Press Release No: 14
Date: 15 March 2016
Airlines are United for Wildlife
London – On behalf of the aviation industry, the International Air Transport Association (IATA) signed a declaration aimed at reducing the illegal trafficking of wildlife and underlining the aviation industry’s commitment to sustainability.
The interconnected air transport network is being exploited by criminal gangs to smuggle animals or their products from the killing field to the market place. The air transport industry can help stop this trade by providing additional intelligence to enforcement authorities about suspicious shipments.
“I can think of few other causes that galvanize more interest and support across the global transport and logistics sectors than the challenge of wildlife trafficking, said Tony Tyler, IATA’s Director General and CEO.
The ‘United for Wildlife’ initiative, created by the Royal Foundation of The Duke & Duchess of Cambridge & Prince Harry, invited representatives of the transport industry to Buckingham Palace to pledge their support.
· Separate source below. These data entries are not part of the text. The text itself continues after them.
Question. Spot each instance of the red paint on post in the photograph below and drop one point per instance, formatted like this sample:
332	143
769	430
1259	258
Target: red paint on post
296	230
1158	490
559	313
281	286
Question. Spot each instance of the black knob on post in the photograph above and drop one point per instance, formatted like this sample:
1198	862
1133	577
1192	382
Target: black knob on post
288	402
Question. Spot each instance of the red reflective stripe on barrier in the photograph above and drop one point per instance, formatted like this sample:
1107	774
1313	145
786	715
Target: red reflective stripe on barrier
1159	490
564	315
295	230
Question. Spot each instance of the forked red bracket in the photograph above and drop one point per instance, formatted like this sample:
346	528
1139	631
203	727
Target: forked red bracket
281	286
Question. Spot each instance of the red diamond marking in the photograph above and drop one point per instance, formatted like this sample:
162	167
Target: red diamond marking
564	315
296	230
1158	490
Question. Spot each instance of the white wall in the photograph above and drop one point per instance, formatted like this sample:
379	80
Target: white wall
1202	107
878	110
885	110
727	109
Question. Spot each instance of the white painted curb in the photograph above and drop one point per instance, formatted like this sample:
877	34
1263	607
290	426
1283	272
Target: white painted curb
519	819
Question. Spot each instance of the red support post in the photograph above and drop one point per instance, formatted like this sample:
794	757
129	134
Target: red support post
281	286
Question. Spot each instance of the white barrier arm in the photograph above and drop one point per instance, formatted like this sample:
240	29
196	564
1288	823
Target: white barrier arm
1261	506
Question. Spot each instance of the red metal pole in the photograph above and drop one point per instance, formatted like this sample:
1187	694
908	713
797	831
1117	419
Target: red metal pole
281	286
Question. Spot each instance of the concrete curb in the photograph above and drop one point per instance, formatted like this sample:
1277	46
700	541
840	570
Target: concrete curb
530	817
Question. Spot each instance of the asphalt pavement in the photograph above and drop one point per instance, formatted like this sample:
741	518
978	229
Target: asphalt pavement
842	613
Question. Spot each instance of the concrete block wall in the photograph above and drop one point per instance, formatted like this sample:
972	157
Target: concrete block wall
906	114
IATA, Airports Council International, the African Airlines Association and a number of individual airlines signed commitments aimed at raising awareness of the trafficking issue among passengers, and training staff to recognize and report suspicious packages and behavior.
The initial focus of action will be on the trafficking of high-risk protected animals, specifically certain big cats, pangolins, and ivory products, on high-risk routes, particularly originating from or transiting through East Africa.
“Today marks a step forward for environmental protection—a commitment that we take very seriously. In the 1990’s the industry came together to address noise. More recently we joined forces to manage our impact on climate change—committing as an industry to carbon-neutral growth from 2020 and to cut net emissions to half the 2005 levels by 2050. We now extend that commitment to playing an active role in reducing illegal trafficking of wildlife. We will collaborate in support of government enforcement authorities to put an end to this evil trade,” said Tony Tyler, IATA’s Director General and CEO.
Cooperation with enforcement authorities and international conservation organizations such as the Convention on International Trade in Endangered Species (CITES) has already begun. Two awareness-raising workshops for airline and airport staff have been held at international airports in Nairobi and Bangkok. In addition, IATA joined the US Agency for International Development’s (USAID) Reducing Opportunities for Unlawful Transport of Endangered Species (ROUTES) Partnership. New guidance material for airlines has been published, and an IATA Environment Committee Wildlife Taskforce has been set up to monitor progress and provide advice on the next steps.